Celtics icon Paul Pierce promotes new cannabis brand in Boston
Former NBA star and ESPN basketball analyst Paul Pierce was in Boston over the weekend stopping at a marijuana dispensary to promote his new line of cannabis products, Truth Number 34. During his visit, the former Boston Celtics striker told fans and customers of the pharmacy that the new brand’s products are as reliable as they were on the pitch when the clock ticked zero.
“I know we will bring something that you can rely on, something that you can go to, something that is handy,” Pierce said at the advertising appearance on Sunday.
“Similar to my game,” he added. “That will be my product.”
Pierce announced earlier this year that it would launch its new brand in the Massachusetts capital, where legal adult cannabis sales began in 2018. Plans for the new company include a range of cannabis edibles, topicals, and concentrates sold under the brand called Truth, which was Pierce’s nickname as an NBA player. A characteristic variety of cannabis flower is set to land on pharmacy shelves next year.
“I have such a great connection with Boston,” Pierce told the Boston Globe in May, “that’s why I’m delighted to be introducing the brand there first and to educate people about the plant – how it can help in everyday life and also with sports and” Recreation.”
Paul Pierce on cannabis for health
Pierce became a vocal cannabis advocate after surviving a brutal knife attack in a Boston nightclub in September 2000. He said cannabis saved his life after the attack, which almost killed him and left him mentally traumatized. Although Pierce made a remarkably quick physical recovery, he struggled with paranoia, anxiety, depression, and insomnia after the attack.
“I’ve had a lot of depression and anxiety and sleep problems – a lot,” he said. “So I really relied more on cannabis. But it was difficult, man. “
Pierce described how the drugs prescribed by the team doctors were ineffective and had undesirable, if not dangerous, side effects.
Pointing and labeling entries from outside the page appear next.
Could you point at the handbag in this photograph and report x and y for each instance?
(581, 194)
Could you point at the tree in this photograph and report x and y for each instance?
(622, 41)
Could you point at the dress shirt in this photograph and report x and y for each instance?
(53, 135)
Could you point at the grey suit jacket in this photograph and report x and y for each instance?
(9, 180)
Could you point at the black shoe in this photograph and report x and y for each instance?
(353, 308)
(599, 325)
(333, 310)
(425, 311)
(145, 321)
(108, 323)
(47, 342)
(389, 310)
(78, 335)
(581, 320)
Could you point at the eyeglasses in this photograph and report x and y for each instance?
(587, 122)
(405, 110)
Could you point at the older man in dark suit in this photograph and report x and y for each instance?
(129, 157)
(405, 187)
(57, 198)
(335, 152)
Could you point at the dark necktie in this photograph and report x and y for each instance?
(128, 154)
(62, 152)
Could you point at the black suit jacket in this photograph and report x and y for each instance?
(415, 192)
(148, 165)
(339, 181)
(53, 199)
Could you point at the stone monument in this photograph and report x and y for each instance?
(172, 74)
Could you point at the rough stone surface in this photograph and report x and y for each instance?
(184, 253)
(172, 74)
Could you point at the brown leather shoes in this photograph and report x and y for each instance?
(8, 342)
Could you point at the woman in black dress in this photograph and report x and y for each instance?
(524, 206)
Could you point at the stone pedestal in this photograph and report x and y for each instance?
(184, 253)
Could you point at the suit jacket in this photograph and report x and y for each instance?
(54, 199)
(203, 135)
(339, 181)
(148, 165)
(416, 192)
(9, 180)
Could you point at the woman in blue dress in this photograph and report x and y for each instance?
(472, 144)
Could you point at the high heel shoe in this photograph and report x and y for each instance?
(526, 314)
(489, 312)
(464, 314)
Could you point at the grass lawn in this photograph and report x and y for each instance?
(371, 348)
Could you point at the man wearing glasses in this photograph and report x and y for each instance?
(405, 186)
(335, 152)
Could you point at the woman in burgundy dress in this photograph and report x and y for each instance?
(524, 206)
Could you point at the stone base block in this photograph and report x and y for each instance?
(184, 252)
“Athletes don’t even know what’s in these pills. The league doctors just say, ‘Take this, take this, here’s a prescription,’ ”he said. “We get addicted to this stuff. It’s so harmful to your body. You don’t notice that your liver and all of your other organs are pounding hard. “
“You really couldn’t do it during the season because of the tests, but sometimes I couldn’t even help myself – I took an edible or smoked a joint just to get some sleep and had to deal with it.” With the consequences, “added he added. “It was really bad for me in the beginning.”
Pierce fired from ESPN after posting a racy weed video
After retiring from the NBA in 2017, Pierce took a job as a basketball analyst at ESPN, working on sports network shows The Jump and NBA Countdown. But after posting an Instagram video earlier this year showing him smoking marijuana with scantily clad women in the background, Pierce was fired in April from ESPN, owned by family-run entertainment company Disney.
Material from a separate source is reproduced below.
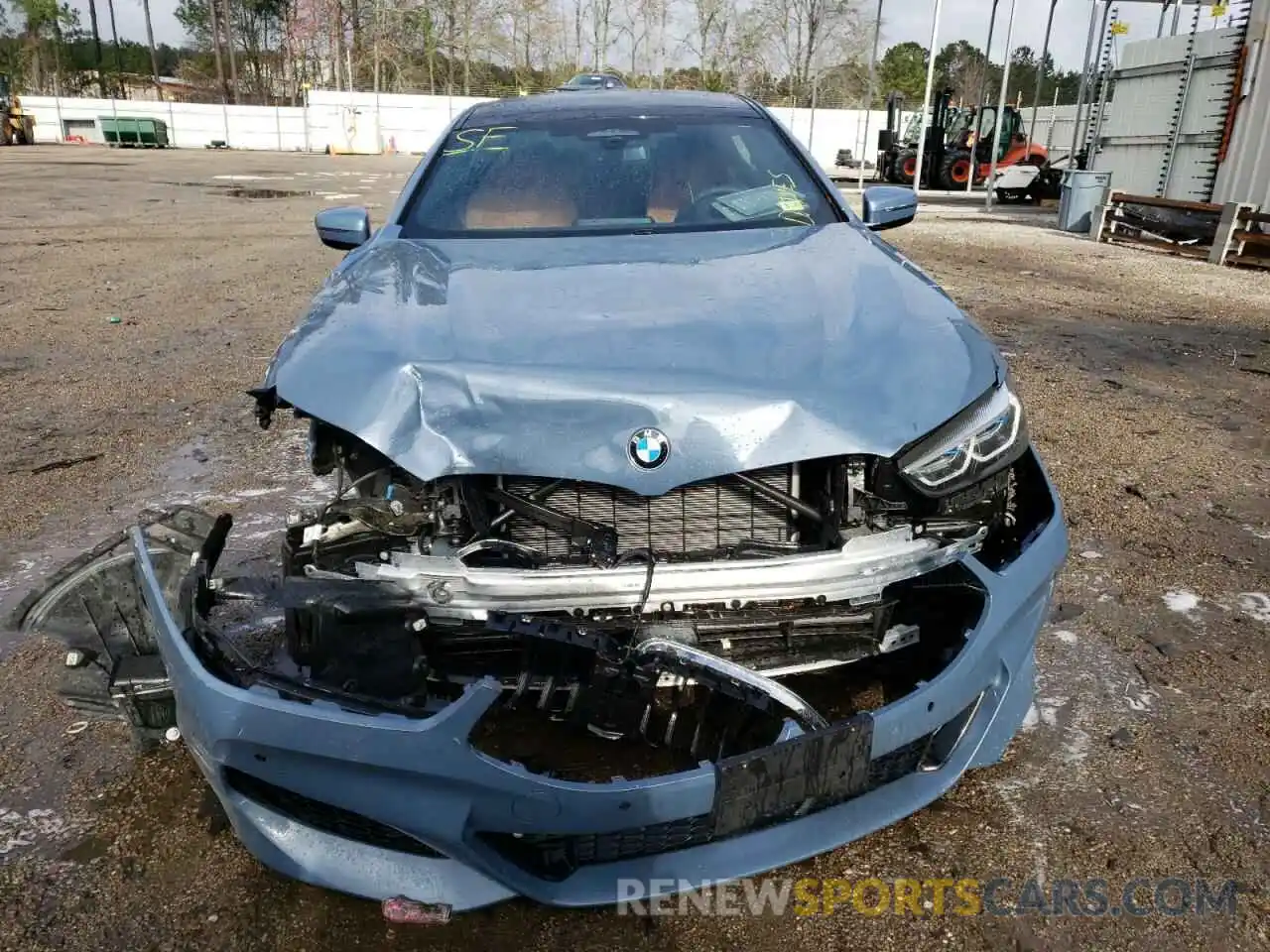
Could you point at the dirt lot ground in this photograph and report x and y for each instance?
(1147, 753)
However, Pierce apparently took the job loss calmly and posted a video on Instagram the day after he was fired, sharing his positive attitude with the world.
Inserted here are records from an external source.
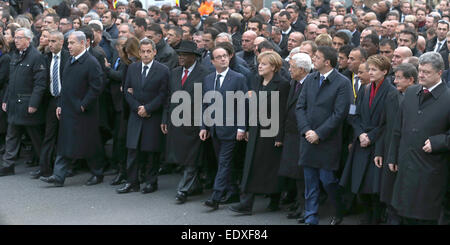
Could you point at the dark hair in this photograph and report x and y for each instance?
(411, 32)
(362, 52)
(156, 28)
(140, 22)
(285, 13)
(266, 45)
(227, 46)
(329, 53)
(343, 36)
(256, 20)
(373, 39)
(220, 26)
(408, 70)
(386, 41)
(213, 31)
(346, 49)
(87, 32)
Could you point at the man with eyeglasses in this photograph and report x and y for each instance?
(23, 99)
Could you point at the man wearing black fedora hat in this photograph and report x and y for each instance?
(183, 144)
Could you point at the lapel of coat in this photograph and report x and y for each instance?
(149, 74)
(379, 95)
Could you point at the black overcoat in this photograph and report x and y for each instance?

“Yo, I just want to thank all of my supporters and thank my haters and everything,” Pierce said in the video. “Check it out, bigger and better things are coming, baby. Do not worry. You fall twice, you get up three times. Always remember to smile, baby. “
Just three weeks later, he posted another video that showed him surrounded by cannabis plants in a cultivation facility, pointing out the upcoming business venture.
“We’re over in the lab, baby,” he said while panning the camera and added, “Coming soon, baby.”